Abstract

Twenty adults underwent implantation of an automatic (DDD) pacemaker (Medtronic model 7000, Versatrax I) for treatment of symptomatic bradyarrhythmias. Only 9 patients had optimal DDD mode pacing during 78 paced months. In 3 patients, the DDD mode was changed to atrioventricular (AV) sequential (DVI) early because of risk imposed by sustained tachycardia upon underlying myocardial ischemia. The remaining 8 had had tachycardia due to pacemaker reentry, and 7 had neurologic and cardiovascular symptoms. DDD pacing was abandoned in 5 when reentry could not be interrupted by digitalis administration or reprogramming.
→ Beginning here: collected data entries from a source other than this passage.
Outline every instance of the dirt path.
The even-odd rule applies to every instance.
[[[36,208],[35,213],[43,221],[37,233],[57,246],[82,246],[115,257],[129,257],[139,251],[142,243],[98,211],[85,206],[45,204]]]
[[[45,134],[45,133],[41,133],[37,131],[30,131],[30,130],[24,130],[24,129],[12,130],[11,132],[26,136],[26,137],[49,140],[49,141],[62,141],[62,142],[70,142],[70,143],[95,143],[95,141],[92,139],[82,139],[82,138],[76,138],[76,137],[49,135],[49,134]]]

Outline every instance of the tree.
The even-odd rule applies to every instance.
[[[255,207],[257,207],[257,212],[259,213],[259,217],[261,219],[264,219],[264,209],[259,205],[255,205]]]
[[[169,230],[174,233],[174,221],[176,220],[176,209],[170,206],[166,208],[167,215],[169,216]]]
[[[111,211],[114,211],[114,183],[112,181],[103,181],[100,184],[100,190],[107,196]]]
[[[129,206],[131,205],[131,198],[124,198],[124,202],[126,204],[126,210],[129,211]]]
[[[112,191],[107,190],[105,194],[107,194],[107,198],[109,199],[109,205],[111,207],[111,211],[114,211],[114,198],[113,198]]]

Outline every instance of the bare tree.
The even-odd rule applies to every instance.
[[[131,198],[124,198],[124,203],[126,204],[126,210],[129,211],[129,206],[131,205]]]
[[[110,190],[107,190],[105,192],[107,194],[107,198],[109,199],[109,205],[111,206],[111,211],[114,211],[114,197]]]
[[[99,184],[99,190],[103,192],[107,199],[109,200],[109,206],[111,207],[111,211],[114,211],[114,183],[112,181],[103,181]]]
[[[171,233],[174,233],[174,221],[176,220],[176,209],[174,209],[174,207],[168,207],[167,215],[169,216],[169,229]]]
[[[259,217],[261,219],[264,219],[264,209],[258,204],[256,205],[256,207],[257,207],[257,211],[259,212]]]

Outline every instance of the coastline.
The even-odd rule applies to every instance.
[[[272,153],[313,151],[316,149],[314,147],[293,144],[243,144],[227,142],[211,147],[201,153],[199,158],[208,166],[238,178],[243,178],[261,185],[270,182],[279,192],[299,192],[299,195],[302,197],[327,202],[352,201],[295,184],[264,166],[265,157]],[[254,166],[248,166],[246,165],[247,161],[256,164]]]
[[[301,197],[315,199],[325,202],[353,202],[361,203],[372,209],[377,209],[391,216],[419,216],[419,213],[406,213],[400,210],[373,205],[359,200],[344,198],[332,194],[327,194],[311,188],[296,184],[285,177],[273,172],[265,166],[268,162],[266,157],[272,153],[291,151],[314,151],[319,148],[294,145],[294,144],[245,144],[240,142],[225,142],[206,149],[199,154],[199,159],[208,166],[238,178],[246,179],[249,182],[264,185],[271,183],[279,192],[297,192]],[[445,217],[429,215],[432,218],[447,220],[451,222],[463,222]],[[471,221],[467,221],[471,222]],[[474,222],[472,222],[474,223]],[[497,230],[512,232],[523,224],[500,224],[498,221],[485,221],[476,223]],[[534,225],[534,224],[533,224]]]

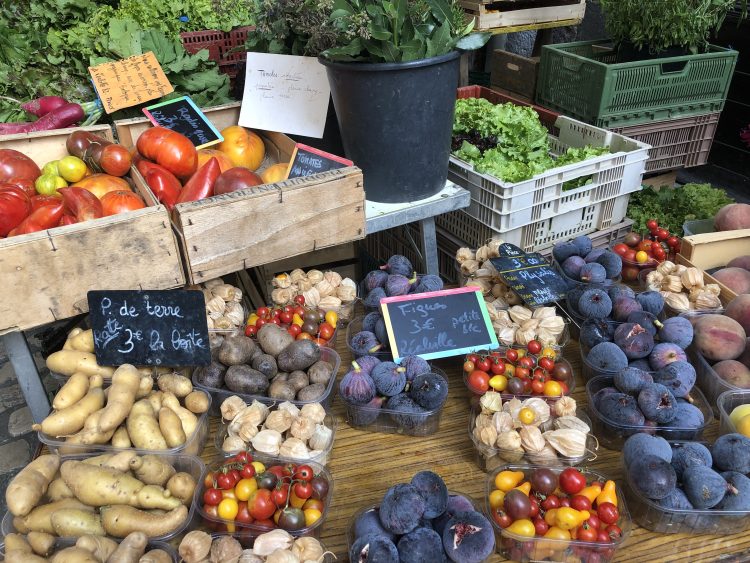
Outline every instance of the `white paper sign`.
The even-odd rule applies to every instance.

Three continue to be paced in DDD mode despite intermittent reentrant tachycardias, with digitalis diminishing episodes of reentry in only 1. Mean ventriculoatrial conduction time was 229 ± 34 ms. Reentrant pacemaker tachycardia developed in 7 of 12 with normal or nearly normal AV conduction, but in only 1 of 5 with complete heart block. Preimplantation electrophysiologic study did not reliably detect and initial postoperative Holter monitoring did not predict reentrant tachycardia. The risk of reentry caused by a short, fixed atrial refractory period combined with the high occurrence of slow retrograde AV conduction, particularly in patients with normal or nearly normal anterograde conduction, renders the Versatrax I and other similar pacemakers unsuitable for DDD mode pacing in many patients.